Keywords: reinforcement learning, fairness, privacy, machine learning, statistics, decision theory, optimisation, control, game theory, bandit problems, sample complexity, Monte Carlo estimation, ensemble methods, neuroscience, security
My research interests lie mostly in the area of decision theory and machine learning. In general, the possibility of finding approximate solutions to computationally intractable problems is interesting. In particular, I am interested in methods for making approximately optimal sequential decisions and in particular reinforcement learning. The difficulty in making such decisions arises from various forms of uncertainty, all of which can be expressed as uncertainty in our current model. This may be due to a lack of sufficient observations (implying either partial observability or simply an insufficient number of experiments) or prior knowledge. Such problems are expressed in three ways in reinforcement learning: firstly, as the exploration-exploitation tradeoff, which arises even in the simplest of problems, secondly in the POMDP framework, where observations about some variables are simply unavailable and where there is limited (if any) prior knowledge about the underlying model structure and finally in problems with continuous state action spaces.

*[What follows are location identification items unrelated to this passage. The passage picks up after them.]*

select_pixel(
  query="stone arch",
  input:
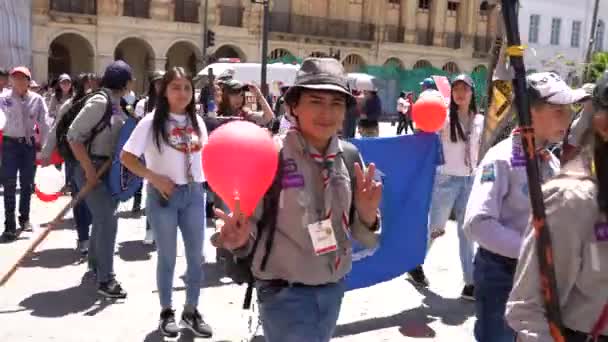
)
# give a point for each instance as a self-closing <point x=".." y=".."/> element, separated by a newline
<point x="394" y="61"/>
<point x="353" y="63"/>
<point x="139" y="54"/>
<point x="421" y="64"/>
<point x="70" y="53"/>
<point x="230" y="51"/>
<point x="280" y="53"/>
<point x="451" y="67"/>
<point x="186" y="54"/>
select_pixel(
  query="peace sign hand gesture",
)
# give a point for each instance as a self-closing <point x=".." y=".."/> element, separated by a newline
<point x="236" y="230"/>
<point x="368" y="193"/>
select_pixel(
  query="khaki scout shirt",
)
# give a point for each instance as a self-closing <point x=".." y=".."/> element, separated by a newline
<point x="292" y="257"/>
<point x="580" y="258"/>
<point x="91" y="114"/>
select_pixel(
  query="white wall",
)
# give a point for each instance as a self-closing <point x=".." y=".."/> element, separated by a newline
<point x="568" y="11"/>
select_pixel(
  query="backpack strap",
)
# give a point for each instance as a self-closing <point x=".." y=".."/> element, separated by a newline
<point x="267" y="222"/>
<point x="350" y="155"/>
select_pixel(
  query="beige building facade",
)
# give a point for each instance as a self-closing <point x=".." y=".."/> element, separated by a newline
<point x="84" y="36"/>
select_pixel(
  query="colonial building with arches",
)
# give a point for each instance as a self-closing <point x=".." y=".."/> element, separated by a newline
<point x="86" y="35"/>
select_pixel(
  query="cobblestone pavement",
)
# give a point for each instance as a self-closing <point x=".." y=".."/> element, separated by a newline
<point x="48" y="299"/>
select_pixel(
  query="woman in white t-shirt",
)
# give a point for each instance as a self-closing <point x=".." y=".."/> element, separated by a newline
<point x="171" y="140"/>
<point x="460" y="139"/>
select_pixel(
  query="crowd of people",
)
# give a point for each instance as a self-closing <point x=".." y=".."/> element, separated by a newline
<point x="297" y="246"/>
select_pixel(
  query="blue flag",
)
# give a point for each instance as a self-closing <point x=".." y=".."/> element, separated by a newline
<point x="407" y="165"/>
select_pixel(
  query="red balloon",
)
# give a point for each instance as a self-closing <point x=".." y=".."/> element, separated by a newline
<point x="240" y="160"/>
<point x="429" y="113"/>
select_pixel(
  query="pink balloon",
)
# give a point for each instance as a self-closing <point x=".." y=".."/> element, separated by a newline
<point x="240" y="160"/>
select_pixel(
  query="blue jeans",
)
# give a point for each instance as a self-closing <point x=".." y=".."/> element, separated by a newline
<point x="17" y="158"/>
<point x="186" y="210"/>
<point x="299" y="314"/>
<point x="105" y="224"/>
<point x="82" y="214"/>
<point x="493" y="282"/>
<point x="452" y="192"/>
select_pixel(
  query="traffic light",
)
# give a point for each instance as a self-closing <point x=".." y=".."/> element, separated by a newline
<point x="210" y="38"/>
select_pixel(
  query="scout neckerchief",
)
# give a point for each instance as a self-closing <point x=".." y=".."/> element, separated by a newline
<point x="184" y="138"/>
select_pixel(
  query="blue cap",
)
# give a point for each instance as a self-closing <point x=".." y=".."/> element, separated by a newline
<point x="428" y="83"/>
<point x="117" y="75"/>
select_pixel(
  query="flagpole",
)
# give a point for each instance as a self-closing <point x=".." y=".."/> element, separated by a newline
<point x="543" y="238"/>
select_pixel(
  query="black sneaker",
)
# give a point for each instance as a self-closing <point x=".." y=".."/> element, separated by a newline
<point x="194" y="321"/>
<point x="167" y="325"/>
<point x="468" y="292"/>
<point x="10" y="235"/>
<point x="417" y="276"/>
<point x="112" y="289"/>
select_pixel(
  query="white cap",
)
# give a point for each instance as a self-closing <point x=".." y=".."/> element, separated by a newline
<point x="554" y="90"/>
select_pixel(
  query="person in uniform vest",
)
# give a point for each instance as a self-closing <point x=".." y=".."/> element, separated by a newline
<point x="576" y="204"/>
<point x="301" y="288"/>
<point x="91" y="155"/>
<point x="498" y="210"/>
<point x="23" y="109"/>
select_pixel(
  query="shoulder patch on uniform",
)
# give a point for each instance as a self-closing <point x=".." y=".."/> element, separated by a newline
<point x="488" y="173"/>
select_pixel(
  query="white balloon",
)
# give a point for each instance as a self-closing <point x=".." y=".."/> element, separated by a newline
<point x="49" y="180"/>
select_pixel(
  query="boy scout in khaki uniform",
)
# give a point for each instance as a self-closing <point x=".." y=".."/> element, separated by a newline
<point x="577" y="210"/>
<point x="498" y="210"/>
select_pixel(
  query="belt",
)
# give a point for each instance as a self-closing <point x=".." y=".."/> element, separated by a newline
<point x="577" y="336"/>
<point x="285" y="283"/>
<point x="20" y="140"/>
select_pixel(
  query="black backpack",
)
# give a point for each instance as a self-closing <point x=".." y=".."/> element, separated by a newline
<point x="63" y="146"/>
<point x="239" y="269"/>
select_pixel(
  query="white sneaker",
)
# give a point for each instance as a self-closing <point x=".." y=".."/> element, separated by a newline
<point x="149" y="238"/>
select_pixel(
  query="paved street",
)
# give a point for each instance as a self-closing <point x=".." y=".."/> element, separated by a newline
<point x="48" y="299"/>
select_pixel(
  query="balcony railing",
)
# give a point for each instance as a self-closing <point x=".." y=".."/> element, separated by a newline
<point x="394" y="34"/>
<point x="88" y="7"/>
<point x="231" y="16"/>
<point x="453" y="40"/>
<point x="424" y="37"/>
<point x="186" y="11"/>
<point x="321" y="27"/>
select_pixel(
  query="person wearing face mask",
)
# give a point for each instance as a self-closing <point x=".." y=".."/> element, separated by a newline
<point x="91" y="152"/>
<point x="171" y="139"/>
<point x="460" y="139"/>
<point x="300" y="285"/>
<point x="24" y="110"/>
<point x="498" y="210"/>
<point x="576" y="204"/>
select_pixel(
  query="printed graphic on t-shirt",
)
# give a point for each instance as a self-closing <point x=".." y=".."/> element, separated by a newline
<point x="185" y="139"/>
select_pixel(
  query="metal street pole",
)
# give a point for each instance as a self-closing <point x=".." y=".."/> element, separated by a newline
<point x="205" y="30"/>
<point x="587" y="76"/>
<point x="265" y="30"/>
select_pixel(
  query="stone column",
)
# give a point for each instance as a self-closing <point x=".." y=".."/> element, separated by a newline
<point x="438" y="15"/>
<point x="408" y="19"/>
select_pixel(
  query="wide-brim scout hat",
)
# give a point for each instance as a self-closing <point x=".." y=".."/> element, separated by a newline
<point x="324" y="74"/>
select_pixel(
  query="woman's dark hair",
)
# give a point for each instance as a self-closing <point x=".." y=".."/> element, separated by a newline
<point x="78" y="86"/>
<point x="455" y="127"/>
<point x="161" y="112"/>
<point x="224" y="108"/>
<point x="59" y="92"/>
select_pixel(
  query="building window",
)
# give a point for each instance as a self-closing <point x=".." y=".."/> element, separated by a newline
<point x="424" y="5"/>
<point x="556" y="25"/>
<point x="137" y="8"/>
<point x="186" y="11"/>
<point x="599" y="35"/>
<point x="575" y="40"/>
<point x="75" y="6"/>
<point x="534" y="24"/>
<point x="452" y="8"/>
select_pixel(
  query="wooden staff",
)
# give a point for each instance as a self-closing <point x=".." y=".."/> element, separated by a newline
<point x="81" y="195"/>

Most of the relevant basic theoretical work had already been exhausted in the 1960s in the form of optimal statistical decision theory (i.e. Wald's sequential analysis theory, Bellman's dynamic programming framework and the work of DeGroot and others within the Bayesian framework for general utility maximisation problems). In the general case the methods developed are impractical to use, however, it would be interesting to examine whether results from this early theory can be applied in order to obtain good approximate solutions to the difficult problems in reinforcement learning. Recently, optimal statistical decision theory has received renewed interest from the reinforcement learning community.
Since 2012, I have also been working in the field of differential privacy. My main work in that field relates to uncertainty quantification, the interaction between Bayesian inference and privacy and the effect of privacy in learning algorithms.
Since 2016, I have been working on fairness and human-AI interaction more generally. In particular, I am interested in scenarios where the use of AI can lead to undesirable societal outcomes, and the design of mechanisms to reduce or eliminate its negative impact. My group has also looked at the problem of collaborating with a human when their preferences are unknown, or when their beliefs are not aligned with those of the AI.
Interesting applications would be: adversarial games with a difficult evaluation (Go, for example), car racing (very challenging in terms of controlling the car, with additional challenges created through the need to track opponents and to make decisions under conditions of uncertainty in real time, also interesting in terms of modelling), biological neural systems (biological modelling, mechanisms for approximate inference in biological systems, population-based methods), active learning (where collecting data is very expensive).
My PhD thesis was about developing ensemble methods for sequence learning. In particular:
boosting and bagging of hidden Markov model mixtures for speech recognition
bagging for exploration in reinforcement learning, and some extensions to posterior sampling.